The next morning, dad died of a heart attack. He died with one regret, that he didn’t get to vote against Obama... I hope he isn’t voting democrat now.
Mom insisted I take her to vote, which I gladly did. I miss you pops.
Thanks! I didn’t know how to do that. I’ll get the administrator to change it.
Thank you for sharing that story.
Incredible photo of your dad. You were lucky in the dad department. Thanks for sharing him with the rest of us.
I’ve been lucky in the life department, frankly. And I know it. Lucky people know they’re lucky. And I know I am lucky.
I found that statement to be very true. He died 4 days before Father's Day in 1976. Been missing him ever since.
:)
Sunday June 11, last weekend, was my dad’s 100th birthday. he passed away 13 years ago.
He rode and hiked across Europe in ‘45 as a combat medic.

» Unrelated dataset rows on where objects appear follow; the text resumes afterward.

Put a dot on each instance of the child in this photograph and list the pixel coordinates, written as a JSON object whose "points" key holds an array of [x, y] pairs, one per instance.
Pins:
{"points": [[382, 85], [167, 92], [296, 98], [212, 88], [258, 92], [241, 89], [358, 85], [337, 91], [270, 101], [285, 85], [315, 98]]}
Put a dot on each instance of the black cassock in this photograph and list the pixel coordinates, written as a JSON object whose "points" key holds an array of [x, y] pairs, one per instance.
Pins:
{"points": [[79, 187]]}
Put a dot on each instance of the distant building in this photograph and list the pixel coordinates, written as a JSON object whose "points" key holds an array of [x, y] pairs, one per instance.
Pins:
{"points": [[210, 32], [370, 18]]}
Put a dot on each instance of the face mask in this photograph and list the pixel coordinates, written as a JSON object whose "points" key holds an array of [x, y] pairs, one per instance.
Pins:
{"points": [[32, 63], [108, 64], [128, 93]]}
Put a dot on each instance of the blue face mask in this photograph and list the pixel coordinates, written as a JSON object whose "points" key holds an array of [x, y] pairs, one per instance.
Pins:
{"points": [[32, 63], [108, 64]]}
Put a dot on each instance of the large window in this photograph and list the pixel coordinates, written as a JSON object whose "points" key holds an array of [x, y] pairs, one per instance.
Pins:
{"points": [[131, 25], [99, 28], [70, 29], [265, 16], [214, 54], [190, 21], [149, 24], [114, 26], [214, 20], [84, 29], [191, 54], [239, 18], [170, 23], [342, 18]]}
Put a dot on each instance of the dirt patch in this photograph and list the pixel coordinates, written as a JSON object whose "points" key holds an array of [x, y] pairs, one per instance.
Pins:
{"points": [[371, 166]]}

Bronze Star for running out into an open meadow and grabbing a wounded man, with incoming 88’s falling around them, throwing him over his shoulders and skedaddling back into the woods.
His unit liberated some death camps. He had black and white pics of piles of bodies. He remembered the smell.

Dear Dad:
Thank you. You installed in me a work ethic and honor that has served me my entire life, even when I haven't lived up to it. You were a real man who had the respect of nearly everyone who ever met you. You showed me the importance of respect, and how to render it with sincerity. You showed me how to overcome adversity and be a self-starter. You showed me how to treat a woman properly by the way you treated your wife and my mother. And you showed me the value of determination and hard work when maintaining a relationship with a spouse.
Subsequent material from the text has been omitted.